Is he off the track? Just use his racing name. They're usually very catchy.


----------



## cooperandsandy717 (Oct 15, 2011)

He is not off the track but his registered name is purple pirate and i dont really like it.:/


----------



## sommsama09 (Oct 28, 2010)

I will try to help when you get some pictures up and describe his nature/quirks


----------



## FoxyRoxy1507 (Jul 15, 2008)

what kind of name are you wanting? something cute or strong or catchy.. give us an idea of what you're looking for


----------



## cooperandsandy717 (Oct 15, 2011)

I want a name that is catchy but cute. It wont let me post the pictures but I can put a link to some pictures. I think theres like 4 or 5 so just click next on the page and it will go to the other ones of him. He has very forward and floaty gaits and has a huuge jump. He is a big dork though and is like the bad little kid of the barn always getting into trouble haha Thanks for your help guys!

Blog PhotoViewer


----------



## Crossover (Sep 18, 2010)

Only thing coming to mind is Coupe De Ville.


----------



## blue eyed pony (Jun 20, 2011)

I agree with Crossover. Coupe de Ville suits him


----------



## jumpingrules92 (Aug 2, 2011)

Airbourne express! 
_Posted via Mobile Device_


----------



## blue eyed pony (Jun 20, 2011)

^ which correctly spelled is "airborne express" - no 'u' in airborne.

edit; it's a good name though!


----------



## jumpingrules92 (Aug 2, 2011)

blue eyed pony said:


> ^ which correctly spelled is "airborne express" - no 'u' in airborne.
> 
> edit; it's a good name though!


When you're European there is. Which I am originally. Technically, you can spell it however you like to.


----------



## Saddlebag (Jan 17, 2011)

Purple Pirate - Jack Flash?


----------



## blue eyed pony (Jun 20, 2011)

jumpingrules92 said:


> When you're European there is. Which I am originally. Technically, you can spell it however you like to.

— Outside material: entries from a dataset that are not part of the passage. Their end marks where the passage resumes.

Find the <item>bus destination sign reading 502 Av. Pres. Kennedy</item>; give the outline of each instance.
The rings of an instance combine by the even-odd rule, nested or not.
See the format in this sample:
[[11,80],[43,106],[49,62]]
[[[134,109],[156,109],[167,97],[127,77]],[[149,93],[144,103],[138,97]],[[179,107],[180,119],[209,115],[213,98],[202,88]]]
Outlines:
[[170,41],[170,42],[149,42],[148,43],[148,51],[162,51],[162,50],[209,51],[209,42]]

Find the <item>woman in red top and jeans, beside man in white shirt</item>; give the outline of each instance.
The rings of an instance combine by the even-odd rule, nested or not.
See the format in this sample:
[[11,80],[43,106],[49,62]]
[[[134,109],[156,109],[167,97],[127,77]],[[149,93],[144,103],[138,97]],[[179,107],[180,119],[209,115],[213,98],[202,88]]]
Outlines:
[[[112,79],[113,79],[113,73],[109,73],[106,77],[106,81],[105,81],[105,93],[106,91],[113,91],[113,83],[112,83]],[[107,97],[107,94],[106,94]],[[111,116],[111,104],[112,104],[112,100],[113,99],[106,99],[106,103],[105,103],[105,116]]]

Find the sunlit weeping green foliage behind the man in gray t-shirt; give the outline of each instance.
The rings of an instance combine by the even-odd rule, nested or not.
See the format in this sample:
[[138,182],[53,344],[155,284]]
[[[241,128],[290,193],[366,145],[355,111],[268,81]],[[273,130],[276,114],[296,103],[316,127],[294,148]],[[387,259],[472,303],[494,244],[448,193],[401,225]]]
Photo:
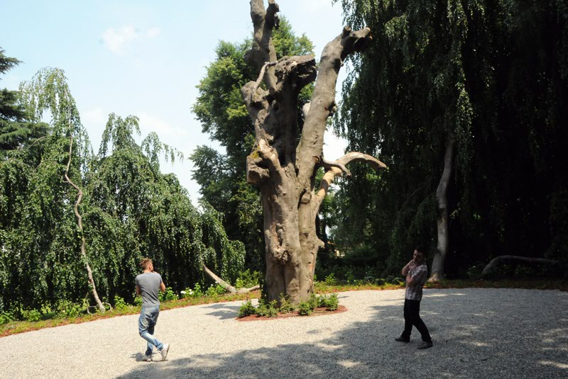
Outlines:
[[111,113],[99,154],[93,155],[59,69],[38,72],[21,85],[20,98],[30,120],[50,118],[50,125],[44,137],[0,162],[2,310],[76,303],[90,292],[72,208],[77,191],[62,180],[71,135],[69,176],[83,188],[79,212],[101,298],[132,302],[144,256],[175,293],[204,283],[203,264],[236,280],[244,268],[244,246],[227,238],[222,213],[207,203],[195,208],[178,179],[159,171],[156,157],[179,159],[177,150],[156,135],[137,145],[138,118]]

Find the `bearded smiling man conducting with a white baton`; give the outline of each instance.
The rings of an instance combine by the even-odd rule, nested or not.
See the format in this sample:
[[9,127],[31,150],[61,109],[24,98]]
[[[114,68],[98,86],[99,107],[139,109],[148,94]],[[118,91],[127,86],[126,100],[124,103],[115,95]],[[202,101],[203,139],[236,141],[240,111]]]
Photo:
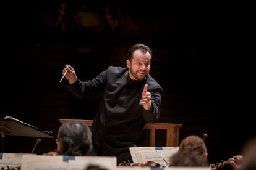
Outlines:
[[132,161],[129,147],[136,147],[146,122],[160,118],[163,89],[149,75],[152,51],[135,44],[128,52],[127,68],[108,67],[96,78],[80,81],[70,65],[62,70],[77,97],[100,93],[93,119],[92,139],[96,155],[116,156],[117,163]]

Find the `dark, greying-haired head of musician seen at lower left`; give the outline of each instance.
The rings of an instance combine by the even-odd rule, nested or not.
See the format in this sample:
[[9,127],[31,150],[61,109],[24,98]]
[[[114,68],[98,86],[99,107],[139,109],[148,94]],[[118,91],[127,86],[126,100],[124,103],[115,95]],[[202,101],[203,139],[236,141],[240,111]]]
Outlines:
[[70,120],[59,127],[56,142],[60,155],[84,156],[92,149],[92,132],[85,123]]

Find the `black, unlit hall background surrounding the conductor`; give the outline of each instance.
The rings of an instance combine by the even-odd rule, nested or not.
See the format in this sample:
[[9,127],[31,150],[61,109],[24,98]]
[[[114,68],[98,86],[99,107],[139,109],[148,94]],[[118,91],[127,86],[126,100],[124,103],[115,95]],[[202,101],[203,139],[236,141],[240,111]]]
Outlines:
[[[127,51],[141,42],[153,51],[150,75],[164,89],[159,122],[181,123],[179,141],[207,133],[210,163],[227,160],[255,136],[248,16],[217,4],[161,1],[13,4],[2,31],[7,53],[1,118],[9,115],[54,135],[59,119],[93,119],[98,97],[77,99],[61,86],[65,64],[80,79],[91,79],[109,65],[126,67]],[[164,132],[158,135],[156,145],[164,145]],[[30,153],[36,139],[6,136],[4,152]],[[35,153],[55,147],[54,139],[42,139]]]

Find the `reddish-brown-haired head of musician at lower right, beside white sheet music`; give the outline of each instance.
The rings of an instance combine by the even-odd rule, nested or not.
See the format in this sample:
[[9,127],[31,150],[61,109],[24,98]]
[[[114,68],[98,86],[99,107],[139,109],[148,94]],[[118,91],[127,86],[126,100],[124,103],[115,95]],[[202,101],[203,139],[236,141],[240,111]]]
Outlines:
[[181,141],[181,144],[179,145],[179,152],[184,150],[190,153],[198,152],[198,154],[206,158],[208,155],[205,142],[203,142],[203,139],[197,135],[188,136]]

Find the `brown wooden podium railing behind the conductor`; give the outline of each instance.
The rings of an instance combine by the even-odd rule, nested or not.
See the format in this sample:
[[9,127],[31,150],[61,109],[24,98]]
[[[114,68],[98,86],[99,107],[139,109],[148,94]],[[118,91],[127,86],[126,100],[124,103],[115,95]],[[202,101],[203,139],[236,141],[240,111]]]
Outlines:
[[[59,119],[61,123],[66,123],[70,119]],[[92,126],[92,120],[78,119],[87,124],[87,126]],[[155,132],[156,129],[166,130],[166,147],[176,147],[179,145],[179,127],[182,124],[173,123],[147,123],[146,129],[150,129],[150,147],[155,147]]]

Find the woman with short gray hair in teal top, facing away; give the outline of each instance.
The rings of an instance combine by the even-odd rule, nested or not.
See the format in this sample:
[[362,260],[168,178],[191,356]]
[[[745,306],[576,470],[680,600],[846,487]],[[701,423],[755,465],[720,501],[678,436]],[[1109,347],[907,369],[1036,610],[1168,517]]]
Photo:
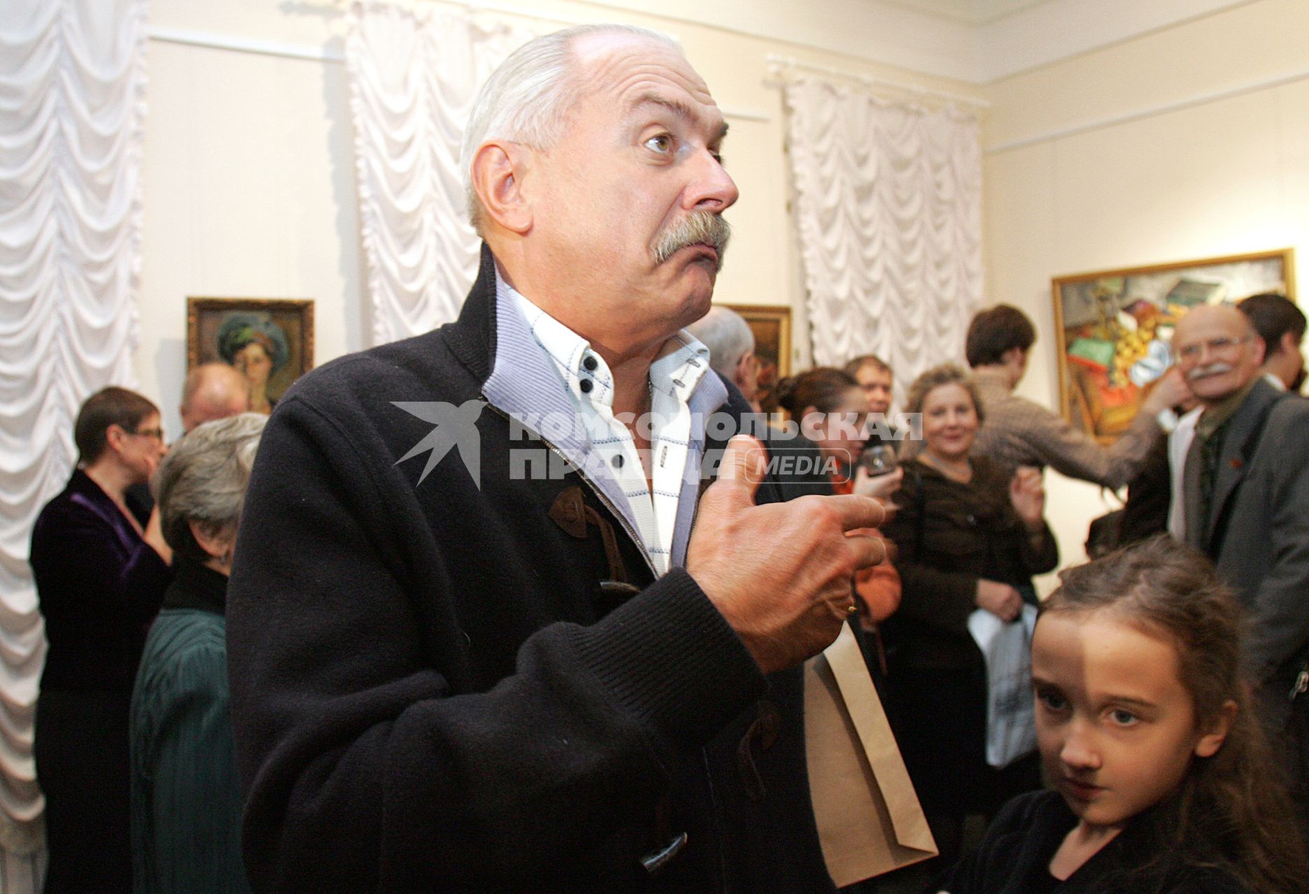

I am Australian... we use the european spellings for EVERYTHING but airborne still has no "u" in it. But ok.


----------



## VanillaBean (Oct 19, 2008)

I actually really like Purple Pirate!


----------



## AllegroAdante (Sep 28, 2008)

Flew the Coop


----------



## HorseyyGal (Jun 20, 2011)

^^love!


----------



## caseymyhorserocks (Apr 5, 2010)

Time To Fly
Ready Teddy
Shine Like A Star
Kiss Me
Mr.Cooper
Cooper the Trooper
Cooper Trooper
Trooper Cooper
Up And Over
Jump And Splash


----------